CONTENUTO
Cos’è una trincea? Perché viene associata alla Prima guerra mondiale?
“In una trincea c’era un braccio che fuoriusciva dal terreno, la cui mano stringevamo quando ci passavamo accanto, esclamando: <<Salve, amico!>>. Sono stato in trincee dove si pensava: <<Probabilmente c’è un corpo laggiù>>, perché la terra era molle e maleodorante, con un fetore dolciastro. Però ci si abituava”.
Questa è solo una delle tante testimonianze che apprendiamo dai soldati che vissero, combatterono e morirono nelle trincee della Prima Guerra Mondiale, ma cosa è di preciso una trincea? Da un punto di vista strutturale, essa consiste fondamentalmente in una fortificazione scavata direttamente nel terreno, allo scopo di fornire protezione agli occupanti e permettere, allo stesso tempo, il mantenimento delle posizioni guadagnate e di tenere sotto controllo le postazioni nemiche.
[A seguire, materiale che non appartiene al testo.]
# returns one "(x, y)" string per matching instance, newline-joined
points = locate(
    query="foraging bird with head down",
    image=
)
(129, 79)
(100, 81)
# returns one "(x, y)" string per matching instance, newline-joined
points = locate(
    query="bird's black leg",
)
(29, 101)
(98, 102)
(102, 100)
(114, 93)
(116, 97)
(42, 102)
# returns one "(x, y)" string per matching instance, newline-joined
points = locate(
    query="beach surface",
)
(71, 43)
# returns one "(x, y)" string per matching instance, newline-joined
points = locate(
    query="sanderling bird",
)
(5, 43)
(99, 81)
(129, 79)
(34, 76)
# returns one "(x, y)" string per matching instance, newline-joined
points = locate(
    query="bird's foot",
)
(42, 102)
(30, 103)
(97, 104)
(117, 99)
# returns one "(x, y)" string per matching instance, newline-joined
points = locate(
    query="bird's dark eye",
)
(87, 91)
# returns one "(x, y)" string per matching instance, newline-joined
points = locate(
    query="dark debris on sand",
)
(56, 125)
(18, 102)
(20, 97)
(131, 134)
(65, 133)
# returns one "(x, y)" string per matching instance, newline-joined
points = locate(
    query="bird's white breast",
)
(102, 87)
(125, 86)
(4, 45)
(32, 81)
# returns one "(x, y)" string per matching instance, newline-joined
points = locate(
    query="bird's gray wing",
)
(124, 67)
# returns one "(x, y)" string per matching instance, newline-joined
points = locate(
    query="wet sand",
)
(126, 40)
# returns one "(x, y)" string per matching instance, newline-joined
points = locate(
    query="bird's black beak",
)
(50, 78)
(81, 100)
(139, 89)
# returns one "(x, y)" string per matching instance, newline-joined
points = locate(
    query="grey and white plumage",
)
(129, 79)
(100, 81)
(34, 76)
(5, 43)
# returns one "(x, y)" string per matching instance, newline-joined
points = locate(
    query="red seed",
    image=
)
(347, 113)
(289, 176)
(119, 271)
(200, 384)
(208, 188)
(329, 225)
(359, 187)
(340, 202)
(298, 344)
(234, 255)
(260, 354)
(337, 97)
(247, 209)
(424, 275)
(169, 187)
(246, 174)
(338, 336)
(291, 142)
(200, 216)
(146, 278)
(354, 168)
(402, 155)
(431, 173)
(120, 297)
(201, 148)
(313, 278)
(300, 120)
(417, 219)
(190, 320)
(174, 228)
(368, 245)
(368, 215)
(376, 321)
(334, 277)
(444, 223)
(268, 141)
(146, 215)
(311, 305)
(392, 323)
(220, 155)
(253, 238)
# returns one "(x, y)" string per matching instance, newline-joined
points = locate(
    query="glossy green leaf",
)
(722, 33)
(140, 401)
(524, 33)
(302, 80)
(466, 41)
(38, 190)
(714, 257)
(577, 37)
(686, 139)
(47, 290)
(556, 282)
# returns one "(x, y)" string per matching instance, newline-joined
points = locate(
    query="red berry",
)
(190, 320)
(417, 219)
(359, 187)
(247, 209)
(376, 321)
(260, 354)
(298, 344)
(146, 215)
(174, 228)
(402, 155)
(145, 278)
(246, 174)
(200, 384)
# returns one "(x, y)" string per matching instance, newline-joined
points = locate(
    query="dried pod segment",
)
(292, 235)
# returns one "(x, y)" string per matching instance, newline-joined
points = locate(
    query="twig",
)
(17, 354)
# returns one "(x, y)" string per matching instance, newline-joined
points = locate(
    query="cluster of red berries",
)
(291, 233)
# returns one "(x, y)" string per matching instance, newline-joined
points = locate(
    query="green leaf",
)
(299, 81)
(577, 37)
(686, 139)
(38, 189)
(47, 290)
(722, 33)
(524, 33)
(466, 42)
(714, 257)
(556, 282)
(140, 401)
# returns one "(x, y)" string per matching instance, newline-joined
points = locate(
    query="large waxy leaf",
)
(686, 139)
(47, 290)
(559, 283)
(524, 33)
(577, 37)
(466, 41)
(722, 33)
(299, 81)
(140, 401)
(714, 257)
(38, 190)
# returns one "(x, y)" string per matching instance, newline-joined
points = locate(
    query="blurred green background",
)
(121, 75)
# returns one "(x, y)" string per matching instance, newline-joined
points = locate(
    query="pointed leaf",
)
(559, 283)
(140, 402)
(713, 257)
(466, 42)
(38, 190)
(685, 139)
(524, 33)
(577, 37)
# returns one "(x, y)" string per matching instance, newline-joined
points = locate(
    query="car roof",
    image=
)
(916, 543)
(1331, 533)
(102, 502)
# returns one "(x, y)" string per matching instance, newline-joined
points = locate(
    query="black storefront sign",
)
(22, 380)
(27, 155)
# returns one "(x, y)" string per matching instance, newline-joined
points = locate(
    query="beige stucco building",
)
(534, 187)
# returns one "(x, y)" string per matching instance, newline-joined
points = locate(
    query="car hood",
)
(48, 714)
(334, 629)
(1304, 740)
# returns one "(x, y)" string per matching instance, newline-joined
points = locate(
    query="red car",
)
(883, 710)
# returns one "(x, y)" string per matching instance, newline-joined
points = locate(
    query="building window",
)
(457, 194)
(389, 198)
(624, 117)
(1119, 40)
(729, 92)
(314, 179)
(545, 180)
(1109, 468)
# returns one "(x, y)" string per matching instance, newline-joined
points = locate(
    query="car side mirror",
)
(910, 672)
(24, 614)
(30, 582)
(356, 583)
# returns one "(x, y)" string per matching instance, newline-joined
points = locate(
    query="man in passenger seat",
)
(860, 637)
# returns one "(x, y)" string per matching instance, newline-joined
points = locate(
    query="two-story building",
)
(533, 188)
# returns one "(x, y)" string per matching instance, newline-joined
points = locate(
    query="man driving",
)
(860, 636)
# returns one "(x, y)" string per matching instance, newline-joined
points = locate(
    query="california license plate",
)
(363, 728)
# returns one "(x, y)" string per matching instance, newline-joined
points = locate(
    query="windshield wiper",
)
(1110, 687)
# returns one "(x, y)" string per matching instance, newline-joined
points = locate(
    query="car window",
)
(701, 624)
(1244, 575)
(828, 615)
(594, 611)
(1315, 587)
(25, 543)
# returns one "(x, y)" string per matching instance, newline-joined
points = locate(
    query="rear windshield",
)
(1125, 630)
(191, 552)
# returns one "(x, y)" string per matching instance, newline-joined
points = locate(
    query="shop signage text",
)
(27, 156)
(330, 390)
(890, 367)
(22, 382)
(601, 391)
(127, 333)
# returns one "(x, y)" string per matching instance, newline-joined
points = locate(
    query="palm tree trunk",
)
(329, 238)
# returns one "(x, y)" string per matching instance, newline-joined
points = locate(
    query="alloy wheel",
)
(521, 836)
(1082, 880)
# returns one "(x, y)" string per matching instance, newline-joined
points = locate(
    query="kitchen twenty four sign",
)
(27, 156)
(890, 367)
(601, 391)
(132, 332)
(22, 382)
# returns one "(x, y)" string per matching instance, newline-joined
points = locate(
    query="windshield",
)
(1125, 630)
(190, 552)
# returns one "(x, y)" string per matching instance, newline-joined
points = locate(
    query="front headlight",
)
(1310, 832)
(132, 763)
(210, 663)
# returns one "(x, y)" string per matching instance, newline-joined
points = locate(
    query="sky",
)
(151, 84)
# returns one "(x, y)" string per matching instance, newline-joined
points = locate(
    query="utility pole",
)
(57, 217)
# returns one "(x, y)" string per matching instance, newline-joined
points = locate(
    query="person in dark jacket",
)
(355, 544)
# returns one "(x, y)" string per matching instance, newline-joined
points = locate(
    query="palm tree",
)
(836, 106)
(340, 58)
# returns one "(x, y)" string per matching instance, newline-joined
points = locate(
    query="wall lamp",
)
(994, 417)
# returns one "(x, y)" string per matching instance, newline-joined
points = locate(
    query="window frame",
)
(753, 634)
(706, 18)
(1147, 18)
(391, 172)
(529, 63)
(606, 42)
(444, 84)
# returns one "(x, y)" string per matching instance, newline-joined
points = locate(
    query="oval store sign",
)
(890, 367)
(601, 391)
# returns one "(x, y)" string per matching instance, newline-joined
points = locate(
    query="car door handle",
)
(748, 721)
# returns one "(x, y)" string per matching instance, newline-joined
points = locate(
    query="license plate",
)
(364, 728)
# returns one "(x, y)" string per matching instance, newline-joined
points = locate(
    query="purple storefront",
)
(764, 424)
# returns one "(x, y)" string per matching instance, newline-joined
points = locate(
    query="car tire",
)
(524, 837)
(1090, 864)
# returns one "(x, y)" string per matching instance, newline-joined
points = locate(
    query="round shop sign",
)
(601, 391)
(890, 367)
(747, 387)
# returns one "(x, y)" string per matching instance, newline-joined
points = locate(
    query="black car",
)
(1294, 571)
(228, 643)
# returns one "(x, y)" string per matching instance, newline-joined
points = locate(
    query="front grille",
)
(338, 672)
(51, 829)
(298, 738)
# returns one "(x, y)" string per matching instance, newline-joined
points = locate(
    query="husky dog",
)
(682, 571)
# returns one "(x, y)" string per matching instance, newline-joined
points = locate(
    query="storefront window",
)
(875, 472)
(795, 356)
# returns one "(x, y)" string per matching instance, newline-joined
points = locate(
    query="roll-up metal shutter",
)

Questo in linea generale, dato che si hanno molte variabili che determinano la tipologia di trincea, come il terreno sul quale stabilirle, le possibilità costruttive di uno schieramento rispetto all’altro e la perspicacia dei “piani alti” nel prevedere il tipo di scontro; a questo proposito, prendiamo come esempio le trincee tedesche e mettiamole a confronto con quelle francesi, dove mai più calzante risulta il detto “chi prima arriva meglio alloggia”, questo perché i tedeschi, dopo le prime azioni belliche, hanno capito (loro malgrado) che lo scontro sarebbe stato più statico del previsto, così hanno realizzato delle trincee particolarmente difensive in luoghi più adatti alla difesa, come zone sopraelevate ben difendibili.
Hanno così avuto la possibilità di scegliere per primi il luogo in cui stabilire queste fortificazioni campali. Una visione preventiva del tipo di scontro ha quindi influito direttamente anche sulla qualità e l’organizzazione di sviluppo delle trincee tedesche rispetto a quelle avversarie.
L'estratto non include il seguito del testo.